In my Digitalization of Law course at the Universidad Panamericana School of Law, I always begin with the same operational definition: an algorithm is an ordered sequence of operations that produces a predetermined kind of result. Not the exact result, but the type of result.
I then ask:
What is the objective of ChatGPT?
The answers are always the same: “produce high-quality text,” “answer questions,” sometimes — with an additional layer of anthropomorphism — “tell the truth.” All wrong. The actual objective is, plainly, to predict the next token. That is all.
There is no “understanding,” no “answering,” no “reasoning”: only a probability calculation over sequences of words. Everything else — coherence, usefulness, the appearance of intelligence — is what we project onto that mechanism.
What my students repeat, law firms repeat as well
The students are not at fault. They are reproducing the dominant marketing narrative around AI. The problem begins immediately afterwards: the same narrative circulates — in suits and ties — inside law firms and in-house legal departments. At that point, we are no longer dealing with students. We are dealing with the people who sign contracts with AI vendors, approve tools for their teams, and submit positions in regulatory consultations.
The standard response to “lawyers and AI” is to schedule training sessions. That response treats the issue as a skills gap. The actual issue is different: lawyers are signing, regulating, and litigating systems they cannot describe. That is no longer something a course resolves. It requires a governance decision — about who, within the organization, is allowed to operate without understanding what they sign.
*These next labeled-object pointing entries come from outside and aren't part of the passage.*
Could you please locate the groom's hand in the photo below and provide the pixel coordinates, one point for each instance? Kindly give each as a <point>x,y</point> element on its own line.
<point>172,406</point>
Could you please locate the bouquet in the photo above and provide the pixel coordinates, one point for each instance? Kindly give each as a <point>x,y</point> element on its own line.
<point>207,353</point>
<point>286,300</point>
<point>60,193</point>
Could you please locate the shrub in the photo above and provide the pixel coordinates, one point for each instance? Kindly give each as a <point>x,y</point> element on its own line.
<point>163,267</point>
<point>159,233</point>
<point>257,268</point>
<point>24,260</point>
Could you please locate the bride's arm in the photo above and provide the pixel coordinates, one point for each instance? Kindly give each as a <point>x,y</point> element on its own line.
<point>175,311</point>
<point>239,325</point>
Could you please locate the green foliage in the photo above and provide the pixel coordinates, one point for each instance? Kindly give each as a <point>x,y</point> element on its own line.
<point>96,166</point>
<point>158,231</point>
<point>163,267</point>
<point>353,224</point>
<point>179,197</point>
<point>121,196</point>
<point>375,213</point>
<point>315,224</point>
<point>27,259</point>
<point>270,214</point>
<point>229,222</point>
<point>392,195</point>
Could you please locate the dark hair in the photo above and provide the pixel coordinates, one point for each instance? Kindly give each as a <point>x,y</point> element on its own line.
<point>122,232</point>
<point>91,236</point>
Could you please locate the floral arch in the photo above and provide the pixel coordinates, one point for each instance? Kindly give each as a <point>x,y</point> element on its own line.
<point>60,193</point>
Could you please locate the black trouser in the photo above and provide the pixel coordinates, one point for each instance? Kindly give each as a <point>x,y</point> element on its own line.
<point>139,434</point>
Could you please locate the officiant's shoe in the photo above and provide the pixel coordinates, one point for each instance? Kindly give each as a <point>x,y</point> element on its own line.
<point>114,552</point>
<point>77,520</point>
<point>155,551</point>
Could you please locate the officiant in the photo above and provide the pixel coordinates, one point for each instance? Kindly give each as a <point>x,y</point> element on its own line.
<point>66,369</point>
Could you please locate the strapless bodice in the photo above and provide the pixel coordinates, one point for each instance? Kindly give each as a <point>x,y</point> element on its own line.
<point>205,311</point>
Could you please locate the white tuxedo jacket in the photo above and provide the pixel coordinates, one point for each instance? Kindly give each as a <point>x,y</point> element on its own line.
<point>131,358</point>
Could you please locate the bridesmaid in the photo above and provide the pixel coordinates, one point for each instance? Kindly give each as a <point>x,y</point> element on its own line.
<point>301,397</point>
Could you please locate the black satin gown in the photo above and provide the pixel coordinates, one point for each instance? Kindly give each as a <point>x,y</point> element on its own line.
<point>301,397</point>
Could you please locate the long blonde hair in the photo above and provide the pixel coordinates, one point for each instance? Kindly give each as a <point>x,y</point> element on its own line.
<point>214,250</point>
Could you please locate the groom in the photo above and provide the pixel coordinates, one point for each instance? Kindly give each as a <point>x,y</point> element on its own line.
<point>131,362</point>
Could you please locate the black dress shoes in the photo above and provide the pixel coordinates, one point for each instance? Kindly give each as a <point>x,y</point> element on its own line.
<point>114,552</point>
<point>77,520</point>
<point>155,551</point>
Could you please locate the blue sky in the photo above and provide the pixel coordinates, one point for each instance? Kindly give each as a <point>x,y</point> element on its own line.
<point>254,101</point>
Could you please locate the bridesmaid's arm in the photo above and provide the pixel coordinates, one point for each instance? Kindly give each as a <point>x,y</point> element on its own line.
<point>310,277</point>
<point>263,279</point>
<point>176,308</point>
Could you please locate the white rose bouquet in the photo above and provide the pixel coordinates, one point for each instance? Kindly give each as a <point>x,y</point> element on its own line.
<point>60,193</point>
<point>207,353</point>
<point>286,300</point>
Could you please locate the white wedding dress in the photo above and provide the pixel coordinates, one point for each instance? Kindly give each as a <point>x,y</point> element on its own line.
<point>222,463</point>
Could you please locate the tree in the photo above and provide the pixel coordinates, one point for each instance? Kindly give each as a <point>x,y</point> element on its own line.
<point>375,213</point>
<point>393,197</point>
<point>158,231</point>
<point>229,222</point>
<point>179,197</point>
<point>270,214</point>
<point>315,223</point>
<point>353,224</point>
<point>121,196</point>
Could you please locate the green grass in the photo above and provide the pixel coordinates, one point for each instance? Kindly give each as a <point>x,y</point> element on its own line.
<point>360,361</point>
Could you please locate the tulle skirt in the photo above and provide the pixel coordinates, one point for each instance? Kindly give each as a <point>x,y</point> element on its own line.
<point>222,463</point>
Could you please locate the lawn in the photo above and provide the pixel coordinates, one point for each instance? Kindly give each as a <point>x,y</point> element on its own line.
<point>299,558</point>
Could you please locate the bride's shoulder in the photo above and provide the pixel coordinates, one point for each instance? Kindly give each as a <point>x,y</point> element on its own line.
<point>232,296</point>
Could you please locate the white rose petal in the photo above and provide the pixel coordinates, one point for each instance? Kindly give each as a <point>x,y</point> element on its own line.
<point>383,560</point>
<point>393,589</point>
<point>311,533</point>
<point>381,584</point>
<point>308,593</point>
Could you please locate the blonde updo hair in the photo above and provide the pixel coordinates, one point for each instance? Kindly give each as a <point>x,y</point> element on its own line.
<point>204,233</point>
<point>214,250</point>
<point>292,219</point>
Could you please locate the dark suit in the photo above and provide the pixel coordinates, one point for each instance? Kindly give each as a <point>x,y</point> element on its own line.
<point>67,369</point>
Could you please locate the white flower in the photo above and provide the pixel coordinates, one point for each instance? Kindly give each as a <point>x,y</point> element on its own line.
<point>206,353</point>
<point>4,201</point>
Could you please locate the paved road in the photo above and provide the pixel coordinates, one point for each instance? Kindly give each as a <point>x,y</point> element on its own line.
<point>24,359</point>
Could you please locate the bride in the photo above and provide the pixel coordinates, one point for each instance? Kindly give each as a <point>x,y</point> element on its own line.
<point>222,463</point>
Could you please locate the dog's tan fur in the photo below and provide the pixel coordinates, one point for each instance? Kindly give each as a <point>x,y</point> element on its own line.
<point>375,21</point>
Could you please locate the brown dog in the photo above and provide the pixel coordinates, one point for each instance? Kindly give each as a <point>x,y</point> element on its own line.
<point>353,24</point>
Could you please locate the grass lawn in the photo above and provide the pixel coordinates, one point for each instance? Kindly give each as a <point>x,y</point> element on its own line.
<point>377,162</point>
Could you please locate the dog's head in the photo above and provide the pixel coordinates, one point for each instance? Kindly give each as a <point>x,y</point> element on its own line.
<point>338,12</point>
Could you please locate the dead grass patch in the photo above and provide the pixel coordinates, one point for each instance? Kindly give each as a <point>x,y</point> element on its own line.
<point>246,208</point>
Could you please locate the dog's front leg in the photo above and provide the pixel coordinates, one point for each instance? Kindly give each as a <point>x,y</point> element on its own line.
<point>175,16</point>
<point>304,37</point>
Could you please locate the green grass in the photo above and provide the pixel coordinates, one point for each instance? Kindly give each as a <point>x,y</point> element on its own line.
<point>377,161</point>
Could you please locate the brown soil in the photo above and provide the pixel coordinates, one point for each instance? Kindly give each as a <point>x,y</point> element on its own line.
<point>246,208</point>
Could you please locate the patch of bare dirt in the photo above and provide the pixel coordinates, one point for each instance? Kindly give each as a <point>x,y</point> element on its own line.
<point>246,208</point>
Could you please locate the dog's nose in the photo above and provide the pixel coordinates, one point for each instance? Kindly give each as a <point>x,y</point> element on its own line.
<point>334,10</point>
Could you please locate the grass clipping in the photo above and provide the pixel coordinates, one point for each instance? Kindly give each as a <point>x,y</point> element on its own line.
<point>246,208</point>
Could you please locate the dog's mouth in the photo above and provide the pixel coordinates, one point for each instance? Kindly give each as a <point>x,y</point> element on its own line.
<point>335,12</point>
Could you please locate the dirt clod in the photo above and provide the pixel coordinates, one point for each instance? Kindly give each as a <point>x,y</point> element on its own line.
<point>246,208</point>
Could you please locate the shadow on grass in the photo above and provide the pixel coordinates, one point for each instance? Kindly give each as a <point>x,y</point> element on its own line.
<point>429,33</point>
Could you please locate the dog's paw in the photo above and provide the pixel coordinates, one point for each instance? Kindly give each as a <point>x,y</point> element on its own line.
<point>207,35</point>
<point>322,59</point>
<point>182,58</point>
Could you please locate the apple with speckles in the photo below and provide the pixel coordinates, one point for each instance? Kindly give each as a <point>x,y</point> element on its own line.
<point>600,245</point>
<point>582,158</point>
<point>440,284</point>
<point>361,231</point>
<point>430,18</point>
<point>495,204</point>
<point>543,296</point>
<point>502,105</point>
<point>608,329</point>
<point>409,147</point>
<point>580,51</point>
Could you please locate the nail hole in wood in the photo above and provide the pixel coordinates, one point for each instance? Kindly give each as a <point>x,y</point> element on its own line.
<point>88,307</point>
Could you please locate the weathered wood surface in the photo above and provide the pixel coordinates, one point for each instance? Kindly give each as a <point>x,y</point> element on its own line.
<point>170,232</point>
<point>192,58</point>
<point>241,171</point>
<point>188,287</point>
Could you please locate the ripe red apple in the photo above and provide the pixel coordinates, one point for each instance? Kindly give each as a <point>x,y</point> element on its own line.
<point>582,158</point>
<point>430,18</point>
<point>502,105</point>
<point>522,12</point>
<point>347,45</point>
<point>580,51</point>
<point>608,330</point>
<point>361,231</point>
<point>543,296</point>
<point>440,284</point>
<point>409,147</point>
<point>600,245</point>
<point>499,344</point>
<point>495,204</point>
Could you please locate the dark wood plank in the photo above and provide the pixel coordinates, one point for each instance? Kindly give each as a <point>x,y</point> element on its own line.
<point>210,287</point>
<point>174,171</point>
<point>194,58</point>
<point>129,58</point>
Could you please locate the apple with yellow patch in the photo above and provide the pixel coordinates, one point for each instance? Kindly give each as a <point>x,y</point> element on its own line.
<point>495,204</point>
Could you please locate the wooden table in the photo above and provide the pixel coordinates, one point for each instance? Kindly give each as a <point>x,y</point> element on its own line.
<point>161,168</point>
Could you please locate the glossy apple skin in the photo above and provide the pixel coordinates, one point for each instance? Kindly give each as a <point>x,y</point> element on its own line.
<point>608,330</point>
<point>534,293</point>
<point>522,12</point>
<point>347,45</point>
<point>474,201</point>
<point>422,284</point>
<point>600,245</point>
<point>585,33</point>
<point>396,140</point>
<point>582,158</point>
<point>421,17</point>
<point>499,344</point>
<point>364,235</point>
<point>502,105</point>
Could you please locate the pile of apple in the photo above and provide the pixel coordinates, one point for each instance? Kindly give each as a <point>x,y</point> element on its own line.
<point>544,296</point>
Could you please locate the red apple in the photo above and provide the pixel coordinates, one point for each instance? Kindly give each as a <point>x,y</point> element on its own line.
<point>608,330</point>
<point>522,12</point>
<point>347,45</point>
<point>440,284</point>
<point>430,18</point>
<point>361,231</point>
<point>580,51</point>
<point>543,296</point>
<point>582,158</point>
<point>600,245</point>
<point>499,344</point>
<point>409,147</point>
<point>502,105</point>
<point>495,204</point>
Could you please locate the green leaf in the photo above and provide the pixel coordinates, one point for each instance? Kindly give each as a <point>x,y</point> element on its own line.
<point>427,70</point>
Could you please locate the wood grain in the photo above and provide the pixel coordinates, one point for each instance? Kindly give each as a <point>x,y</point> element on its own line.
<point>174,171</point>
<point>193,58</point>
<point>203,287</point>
What separates a team that negotiates from a team that only comments
The strategic gap reduces to a single question: can the legal function describe, in its own words, the technical architecture, the data flows, and the model objectives of the systems it signs, audits, or uses?
When the answer is yes, three concrete things follow:
- Contracts allocate risk on the basis of actual operational realities, rather than metaphors inherited from marketing material.
- The team contributes to drafting the regulatory rules, instead of inheriting rules drafted by other actors and limiting itself to commenting on them.
- Product and process opportunities emerge that remain invisible to anyone treating these tools as black boxes.
When the answer is no, the team is structurally reduced to the role of commentator. The rules of the game are written elsewhere — and then applied to the legal perimeter, almost always late and almost always at an asymmetric cost to the organization.
Demystification as a governance decision
Demystifying AI inside a legal team is therefore not a training budget line. It is a question about who, in the organization, is allowed to sign, audit, regulate, or professionally use systems they do not understand. Once the question is framed in those terms, the answer ceases to be obvious, and resource allocation moves out of the “internal training” drawer and onto the agenda of the executive committee or the managing partner.
That is the precise threshold at which a serious digital transformation of a law firm or legal department stops resembling a course and starts resembling an architectural decision. Departments that cross that threshold do not end up “mastering” AI; they recover the position of authority that the asymmetry was eroding, day after day, with every new tool signed without genuine understanding.
Before regulating, one must understand. Before understanding, the organization must decide, at its top level, that understanding is a priority.